MDMA – commonly known as Ecstasy or Molly – could be approved in the US for treatment of post-traumatic stress disorder as early as next year. Phase 3 trials are currently underway, and if successful, will clear the way for FDA approval.
Scientists are excited about the huge step this represents for therapeutic psychedelics research. Many believe this approval could be the first of similar drug-assisted treatments for various other mental health issues.
MDMA’s fraught history
MDMA took off in psychotherapeutic circles in the 1970s, with hundreds of therapists administering it over the next two decades. They reported astounding results. Patients were making progress that would normally take years within just a few sessions.
Unfortunately, once Ecstasy escaped onto the streets and became a staple party drug, public opinion soured.

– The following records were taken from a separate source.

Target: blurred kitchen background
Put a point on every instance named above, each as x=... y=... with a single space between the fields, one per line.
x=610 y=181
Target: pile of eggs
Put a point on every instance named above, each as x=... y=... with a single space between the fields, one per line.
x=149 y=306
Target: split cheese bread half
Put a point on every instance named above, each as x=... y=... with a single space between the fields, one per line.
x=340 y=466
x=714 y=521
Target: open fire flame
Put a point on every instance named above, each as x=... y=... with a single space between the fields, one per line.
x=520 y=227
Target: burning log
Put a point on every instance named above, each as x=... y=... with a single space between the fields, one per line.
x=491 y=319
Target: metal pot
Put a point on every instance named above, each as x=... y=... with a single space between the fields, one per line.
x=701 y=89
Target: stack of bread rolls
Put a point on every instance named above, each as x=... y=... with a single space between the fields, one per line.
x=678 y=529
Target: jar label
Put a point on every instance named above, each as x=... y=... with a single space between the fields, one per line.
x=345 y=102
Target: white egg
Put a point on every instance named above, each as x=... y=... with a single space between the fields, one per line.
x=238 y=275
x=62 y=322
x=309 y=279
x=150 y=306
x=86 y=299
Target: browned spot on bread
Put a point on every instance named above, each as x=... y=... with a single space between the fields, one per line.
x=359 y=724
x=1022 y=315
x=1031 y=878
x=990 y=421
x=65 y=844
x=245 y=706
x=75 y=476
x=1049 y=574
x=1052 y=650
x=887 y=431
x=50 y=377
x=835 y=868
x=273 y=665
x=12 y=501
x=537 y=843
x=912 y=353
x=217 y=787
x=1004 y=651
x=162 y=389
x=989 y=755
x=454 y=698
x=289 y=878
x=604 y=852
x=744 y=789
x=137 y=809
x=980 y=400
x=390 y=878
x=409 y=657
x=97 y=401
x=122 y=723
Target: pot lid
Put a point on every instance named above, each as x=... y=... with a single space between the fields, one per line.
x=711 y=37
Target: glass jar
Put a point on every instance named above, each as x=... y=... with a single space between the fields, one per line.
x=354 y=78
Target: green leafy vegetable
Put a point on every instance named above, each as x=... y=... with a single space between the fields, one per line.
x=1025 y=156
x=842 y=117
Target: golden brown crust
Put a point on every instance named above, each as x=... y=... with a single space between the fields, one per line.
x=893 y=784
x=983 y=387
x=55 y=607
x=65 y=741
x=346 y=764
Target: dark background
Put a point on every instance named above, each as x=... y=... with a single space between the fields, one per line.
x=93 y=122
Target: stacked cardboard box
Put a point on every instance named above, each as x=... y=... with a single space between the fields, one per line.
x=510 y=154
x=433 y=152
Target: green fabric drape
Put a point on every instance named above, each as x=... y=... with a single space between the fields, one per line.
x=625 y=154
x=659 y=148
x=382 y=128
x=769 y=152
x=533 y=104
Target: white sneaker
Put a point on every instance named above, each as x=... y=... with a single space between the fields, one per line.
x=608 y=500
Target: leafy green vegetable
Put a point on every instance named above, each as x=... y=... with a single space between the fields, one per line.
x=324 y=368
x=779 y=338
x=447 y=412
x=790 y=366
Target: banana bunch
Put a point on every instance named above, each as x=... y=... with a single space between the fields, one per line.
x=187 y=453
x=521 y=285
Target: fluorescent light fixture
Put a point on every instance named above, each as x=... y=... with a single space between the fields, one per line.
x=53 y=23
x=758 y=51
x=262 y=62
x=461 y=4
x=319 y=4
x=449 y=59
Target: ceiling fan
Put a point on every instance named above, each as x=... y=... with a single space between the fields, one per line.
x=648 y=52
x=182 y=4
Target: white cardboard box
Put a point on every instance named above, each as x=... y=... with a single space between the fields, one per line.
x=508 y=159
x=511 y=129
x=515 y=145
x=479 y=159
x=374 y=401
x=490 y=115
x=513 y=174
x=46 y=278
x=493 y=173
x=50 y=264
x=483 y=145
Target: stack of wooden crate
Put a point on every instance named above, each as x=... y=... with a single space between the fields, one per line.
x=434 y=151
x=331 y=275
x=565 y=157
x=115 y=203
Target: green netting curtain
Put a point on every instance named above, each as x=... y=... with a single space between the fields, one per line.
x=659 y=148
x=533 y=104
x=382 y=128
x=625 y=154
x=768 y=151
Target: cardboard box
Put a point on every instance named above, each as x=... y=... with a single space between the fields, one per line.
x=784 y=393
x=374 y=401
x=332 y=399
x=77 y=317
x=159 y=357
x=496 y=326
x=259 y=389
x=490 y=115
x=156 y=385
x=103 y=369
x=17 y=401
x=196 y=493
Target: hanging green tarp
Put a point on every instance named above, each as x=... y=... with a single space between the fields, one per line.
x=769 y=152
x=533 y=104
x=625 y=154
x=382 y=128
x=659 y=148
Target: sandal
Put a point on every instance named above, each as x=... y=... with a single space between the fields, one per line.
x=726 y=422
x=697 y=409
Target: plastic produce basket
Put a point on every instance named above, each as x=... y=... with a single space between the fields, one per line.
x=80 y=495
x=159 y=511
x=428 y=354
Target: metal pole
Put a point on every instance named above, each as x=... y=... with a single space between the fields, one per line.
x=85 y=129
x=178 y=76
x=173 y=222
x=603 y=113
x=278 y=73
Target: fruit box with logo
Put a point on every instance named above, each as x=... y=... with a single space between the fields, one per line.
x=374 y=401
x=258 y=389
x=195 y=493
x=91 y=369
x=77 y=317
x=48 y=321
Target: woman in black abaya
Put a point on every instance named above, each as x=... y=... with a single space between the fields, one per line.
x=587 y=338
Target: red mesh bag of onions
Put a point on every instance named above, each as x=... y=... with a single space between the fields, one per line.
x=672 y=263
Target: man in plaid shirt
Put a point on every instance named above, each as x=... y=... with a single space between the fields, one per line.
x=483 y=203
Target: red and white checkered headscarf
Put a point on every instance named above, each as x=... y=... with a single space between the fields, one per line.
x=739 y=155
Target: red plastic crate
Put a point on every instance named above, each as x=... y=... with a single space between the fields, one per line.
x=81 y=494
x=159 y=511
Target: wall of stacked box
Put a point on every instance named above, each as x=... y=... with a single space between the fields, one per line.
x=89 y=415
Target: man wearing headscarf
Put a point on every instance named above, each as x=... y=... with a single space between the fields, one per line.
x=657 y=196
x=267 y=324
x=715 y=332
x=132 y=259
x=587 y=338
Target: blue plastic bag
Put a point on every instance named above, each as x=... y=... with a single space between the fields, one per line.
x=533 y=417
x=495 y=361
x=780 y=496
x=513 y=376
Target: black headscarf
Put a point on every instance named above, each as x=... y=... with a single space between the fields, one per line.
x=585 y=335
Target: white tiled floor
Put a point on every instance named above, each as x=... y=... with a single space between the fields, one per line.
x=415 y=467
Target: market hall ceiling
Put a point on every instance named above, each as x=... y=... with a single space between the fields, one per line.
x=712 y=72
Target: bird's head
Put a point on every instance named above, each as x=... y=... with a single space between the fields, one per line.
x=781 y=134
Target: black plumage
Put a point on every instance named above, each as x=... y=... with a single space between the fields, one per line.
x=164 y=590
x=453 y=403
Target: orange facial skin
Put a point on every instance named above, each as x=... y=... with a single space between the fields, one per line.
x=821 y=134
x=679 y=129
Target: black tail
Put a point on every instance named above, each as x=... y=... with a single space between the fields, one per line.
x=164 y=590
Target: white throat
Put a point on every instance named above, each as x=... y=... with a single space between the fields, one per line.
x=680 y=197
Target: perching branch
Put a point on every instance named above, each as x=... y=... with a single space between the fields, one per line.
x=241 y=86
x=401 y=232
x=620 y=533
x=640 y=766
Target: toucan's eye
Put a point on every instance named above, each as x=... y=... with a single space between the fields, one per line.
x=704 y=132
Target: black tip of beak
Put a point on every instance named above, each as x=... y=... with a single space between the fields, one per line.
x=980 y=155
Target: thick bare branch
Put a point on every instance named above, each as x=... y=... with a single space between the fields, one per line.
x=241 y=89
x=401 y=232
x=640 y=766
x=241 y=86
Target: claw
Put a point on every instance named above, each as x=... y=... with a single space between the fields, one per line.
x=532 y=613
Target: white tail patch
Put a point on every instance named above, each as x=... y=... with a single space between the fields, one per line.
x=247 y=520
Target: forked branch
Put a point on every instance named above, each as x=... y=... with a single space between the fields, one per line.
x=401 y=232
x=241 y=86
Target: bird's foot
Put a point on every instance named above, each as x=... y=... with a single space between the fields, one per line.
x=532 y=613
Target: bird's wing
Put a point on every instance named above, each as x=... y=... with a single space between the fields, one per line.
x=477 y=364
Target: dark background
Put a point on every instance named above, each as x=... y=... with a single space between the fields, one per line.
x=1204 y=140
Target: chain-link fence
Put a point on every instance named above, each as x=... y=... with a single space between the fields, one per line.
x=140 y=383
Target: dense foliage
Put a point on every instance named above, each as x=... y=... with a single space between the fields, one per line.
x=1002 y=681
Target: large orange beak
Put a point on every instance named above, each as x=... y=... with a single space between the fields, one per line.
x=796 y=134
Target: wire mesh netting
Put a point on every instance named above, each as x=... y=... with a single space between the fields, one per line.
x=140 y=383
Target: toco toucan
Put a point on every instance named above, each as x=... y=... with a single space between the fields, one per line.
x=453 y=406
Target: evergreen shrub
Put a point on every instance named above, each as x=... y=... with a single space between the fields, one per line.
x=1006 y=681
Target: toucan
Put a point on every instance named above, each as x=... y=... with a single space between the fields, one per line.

In 1985, the US DEA classified it as a Schedule I drug, making its possession an offence punishable by 15 years in prison. Propaganda posters appeared, with colourful ‘Swiss cheese’-esque brain scans, warning “This is your brain on ecstasy.”
Neurologists like George Ricaurte claimed MDMA was neurotoxic and would cause “permanent brain damage” with just one dose. Such claims were later debunked as applying to amphetamine, not MDMA.
Contemporary animal studies have revealed MDMA causes massive and long-lasting surges of serotonin. Serotonin is a mood stabiliser that controls happiness. These serotonin surges also trigger hormones that promote feelings of interpersonal closeness and bonding.
MDMA also reopens a stage of brain development neurologists call the ‘critical period’. This describes a phase when the brain is better able to make and store new memories. For sufferers of PTSD, returning to this malleable state allows them to process trauma related to negative memories.
In October of last year, the Multidisciplinary Association for Psychedelic Studies (MAPS) published its findings from the first ever late-stage psychedelic clinical trial. This first Phase 3 trial observed 90 participants, who included veterans, sexual assault and mass shooting survivors and first responders.
All participants had been diagnosed with PTSD for an average of over 14 years. 90% had considered suicide.
At the conclusion of the trial’s MDMA-assisted therapy course, 67% of participants no longer met the diagnostic criteria for PTSD, and more than a fifth displayed a ‘clinically significant response’. Depression symptoms plummeted, and there was no evidence of increased suicidal thinking or potential for misuse. One participant reported, “Literally, I’m a different person.”
The FDA will need a second successful Phase 3 trial before it approves MDMA-assisted therapy – which is now underway with 100 participants. FDA approval could be granted as soon as 2023.
Mental health experts and patients alike hope this research and eventual approval is only the start. Other studies reveal MDMA’s potential in assisting difficult-to-treat mental health issues like alcohol abuse, OCD, phobias, eating disorders, depression, end-of-life anxiety, social anxiety in autistic adults.
After that, the sky is the limit. Other psychedelics are being investigated with renewed vigour for their therapeutic potential. Psilocybin (the psychedelic component in ‘magic mushrooms’) was recently found to be more effective than a common antidepressant.
Jennifer Mitchell, lead author of the MDMA study, is thrilled, “this is a wonderful, fruitful time for discovery, because people are suddenly willing to consider these substances as therapeutics again, which hasn’t happened in 50 years”.